L'homme quittant son fauteuil sembla se déplier tant il était grand et maigre. Il s'approcha de la table du jeune couple et sans un regard pour Marion murmura quelques mots à l'oreille de Romain qui acquiesça de la tête.
L'homme s'éloigna et avant que Marion n'ouvre la bouche Romain lui intima de ne pas poser de question. "Ne demande rien, tu as confiance n'est-ce pas?"

Après un autre verre Romain invita Marion à se lever et la dirigea d'une pression au creux du dos vers un escalier étroit qui disparaissait dans la pénombre d'un étage.
Une femme les précédait de quelques marches, parvenue au palier elle se tourna vers eux.

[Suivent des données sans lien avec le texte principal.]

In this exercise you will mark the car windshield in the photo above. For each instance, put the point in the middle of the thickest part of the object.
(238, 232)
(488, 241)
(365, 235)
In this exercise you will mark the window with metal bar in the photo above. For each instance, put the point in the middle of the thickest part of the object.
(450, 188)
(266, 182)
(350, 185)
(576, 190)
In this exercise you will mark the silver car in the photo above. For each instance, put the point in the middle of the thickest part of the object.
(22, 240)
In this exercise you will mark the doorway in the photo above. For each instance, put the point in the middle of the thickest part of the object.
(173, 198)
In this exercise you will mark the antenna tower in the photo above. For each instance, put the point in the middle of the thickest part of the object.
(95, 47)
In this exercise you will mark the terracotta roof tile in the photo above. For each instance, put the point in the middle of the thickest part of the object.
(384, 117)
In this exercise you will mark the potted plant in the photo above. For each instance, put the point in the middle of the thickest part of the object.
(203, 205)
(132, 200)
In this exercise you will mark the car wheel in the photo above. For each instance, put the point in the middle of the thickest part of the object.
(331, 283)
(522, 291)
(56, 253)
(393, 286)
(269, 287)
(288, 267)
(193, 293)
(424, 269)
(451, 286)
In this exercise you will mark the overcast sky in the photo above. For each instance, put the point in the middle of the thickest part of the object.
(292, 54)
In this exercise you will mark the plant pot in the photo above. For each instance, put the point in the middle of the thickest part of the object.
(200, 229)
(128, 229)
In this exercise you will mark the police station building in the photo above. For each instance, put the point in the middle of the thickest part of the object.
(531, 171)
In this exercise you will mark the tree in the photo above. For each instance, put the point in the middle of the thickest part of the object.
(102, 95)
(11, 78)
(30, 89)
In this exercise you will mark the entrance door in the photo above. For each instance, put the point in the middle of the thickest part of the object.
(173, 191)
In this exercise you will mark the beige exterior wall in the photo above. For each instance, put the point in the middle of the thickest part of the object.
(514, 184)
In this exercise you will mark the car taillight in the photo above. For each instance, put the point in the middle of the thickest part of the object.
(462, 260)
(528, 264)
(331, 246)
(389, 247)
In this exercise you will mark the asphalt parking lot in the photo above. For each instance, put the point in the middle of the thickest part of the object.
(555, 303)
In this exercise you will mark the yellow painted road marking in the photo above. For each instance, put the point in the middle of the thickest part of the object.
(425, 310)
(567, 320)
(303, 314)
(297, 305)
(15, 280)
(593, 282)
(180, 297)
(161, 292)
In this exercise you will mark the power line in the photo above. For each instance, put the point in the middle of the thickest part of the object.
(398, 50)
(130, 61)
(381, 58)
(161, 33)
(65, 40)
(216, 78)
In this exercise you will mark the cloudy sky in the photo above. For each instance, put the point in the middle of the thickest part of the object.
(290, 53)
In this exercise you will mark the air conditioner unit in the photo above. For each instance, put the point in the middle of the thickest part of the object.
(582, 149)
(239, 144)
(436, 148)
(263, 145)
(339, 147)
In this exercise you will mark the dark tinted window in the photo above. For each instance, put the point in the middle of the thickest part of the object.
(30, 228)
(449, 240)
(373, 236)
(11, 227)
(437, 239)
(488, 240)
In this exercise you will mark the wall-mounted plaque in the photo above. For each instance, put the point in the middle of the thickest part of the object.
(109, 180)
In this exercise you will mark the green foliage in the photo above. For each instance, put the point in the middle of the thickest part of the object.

Marion ne put pas manquer le sourire de connivence que la femme échangea avec Romain avant de lui tendre la main. "Romain tu ne me présentes pas ta charmante amie?".
Marion répondit au sourire de l'inconnue. Comme Romain semblait vouloir garder le silence Marion se présenta elle-même.
La femme se prénommait Inès et décréta qu'il fallait se faire la bise. Les lèvres de l'inconnue effleurèrent celles de Marion.
"Tu as la peau sucrée". Inès restait proche de la jeune femme et à telle point que celle-ci sentait son souffle sur sa joue.

"Mesdames, vous m'excuserez un instant" lâcha Romain "Marion je te laisse en bonne compagnie, et te rejoindrai rapidement". Quand Inès proposa à Marion de la suivre la jeune femme fut reconnaissante de ne pas avoir à rester seule, Romain lui faisait miroiter une soirée mémorable et l'abandonnait. Marion sortit de ses pensées quand Inès stoppa devant une porte, elles avaient parcouru un long couloir sombre. "Nous allons attendre Romain ici et nous pourrons bavarder, c'est un petit salon où nous serons au calme."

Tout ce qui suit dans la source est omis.